Scientific classification
- Kingdom: Animalia
- Phylum: Chordata
- Class: Aves
- Order: Passeriformes
- Family: Cisticolidae
- Genus: Apalis
- Species: A. alticola
- Binomial name: Apalis alticola (Shelley, 1899)

= Brown-headed apalis =

- Genus: Apalis
- Species: alticola
- Authority: (Shelley, 1899)
- Conservation status: LC

Species of bird

The brown-headed apalis (Apalis alticola) is a small passerine bird belonging to the genus Apalis in the family Cisticolidae.

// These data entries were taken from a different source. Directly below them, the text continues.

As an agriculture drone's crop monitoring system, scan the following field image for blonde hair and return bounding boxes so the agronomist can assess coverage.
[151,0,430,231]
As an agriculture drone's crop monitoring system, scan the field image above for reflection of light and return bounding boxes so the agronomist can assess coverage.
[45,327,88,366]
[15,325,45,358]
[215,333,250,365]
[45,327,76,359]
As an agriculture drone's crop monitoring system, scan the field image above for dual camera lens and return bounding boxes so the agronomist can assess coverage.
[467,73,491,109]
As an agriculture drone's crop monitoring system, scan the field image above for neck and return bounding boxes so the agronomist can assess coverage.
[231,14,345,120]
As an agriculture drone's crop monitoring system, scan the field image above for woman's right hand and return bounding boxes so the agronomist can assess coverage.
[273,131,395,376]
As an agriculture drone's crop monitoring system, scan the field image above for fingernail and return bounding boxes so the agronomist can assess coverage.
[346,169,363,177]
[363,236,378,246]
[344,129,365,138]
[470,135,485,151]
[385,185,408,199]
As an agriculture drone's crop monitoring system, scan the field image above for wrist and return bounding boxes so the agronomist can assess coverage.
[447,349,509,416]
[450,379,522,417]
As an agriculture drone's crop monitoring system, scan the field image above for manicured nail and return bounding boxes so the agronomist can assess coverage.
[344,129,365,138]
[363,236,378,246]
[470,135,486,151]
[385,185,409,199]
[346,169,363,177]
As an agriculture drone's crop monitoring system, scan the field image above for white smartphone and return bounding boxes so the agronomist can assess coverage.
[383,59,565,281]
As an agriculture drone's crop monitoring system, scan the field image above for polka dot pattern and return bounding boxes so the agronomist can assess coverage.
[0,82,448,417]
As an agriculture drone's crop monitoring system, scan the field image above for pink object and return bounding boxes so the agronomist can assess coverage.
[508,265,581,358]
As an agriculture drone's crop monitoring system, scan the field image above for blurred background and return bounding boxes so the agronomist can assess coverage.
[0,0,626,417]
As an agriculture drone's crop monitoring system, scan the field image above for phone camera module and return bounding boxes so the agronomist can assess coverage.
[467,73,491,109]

Formerly included within the grey apalis (A. cinerea) but is now commonly considered to be a separate species. It has two subspecies: A. a. alticola and A. a. dowsetti.

==Description==
It is 12–13 cm long with a long tail and fairly long, slender bill. The legs and feet are pinkish and the eye is pale orange. The upperparts are grey-brown, becoming chocolate-brown on the crown and cheeks. The underparts are whitish. The adult male and female are alike; juvenile birds are more olive above and slightly yellowish below. In A. a. alticola, the outer tail-feathers have white tips and outer webs and the next three pairs of tail-feathers have small white tips. A. a. dowsetti has entirely white outer tail-feathers.

The grey apalis is similar but has a grey-brown head and dark eye. The outer tail-feathers are white like those of A. a. dowsetti but it does not overlap in range with that subspecies.

The song of the brown-headed apalis is a series of loud, high-pitched "chip" notes.

==Distribution and habitat==
It has a patchy distribution in central and east Africa. It inhabits forest and secondary growth at mid to high altitudes. It is often seen in pairs or small groups and frequently joins other bird species in mixed-species feeding flocks. A. a. alticola occurs in parts of Angola, Zambia, Malawi, south-eastern Democratic Republic of Congo, Tanzania and the Nguruman Escarpment in southern Kenya. In locations where its range overlaps with the grey apalis, it is restricted to the forest edge. A. a. dowsetti is found only on the Marungu plateau in the Democratic Republic of Congo.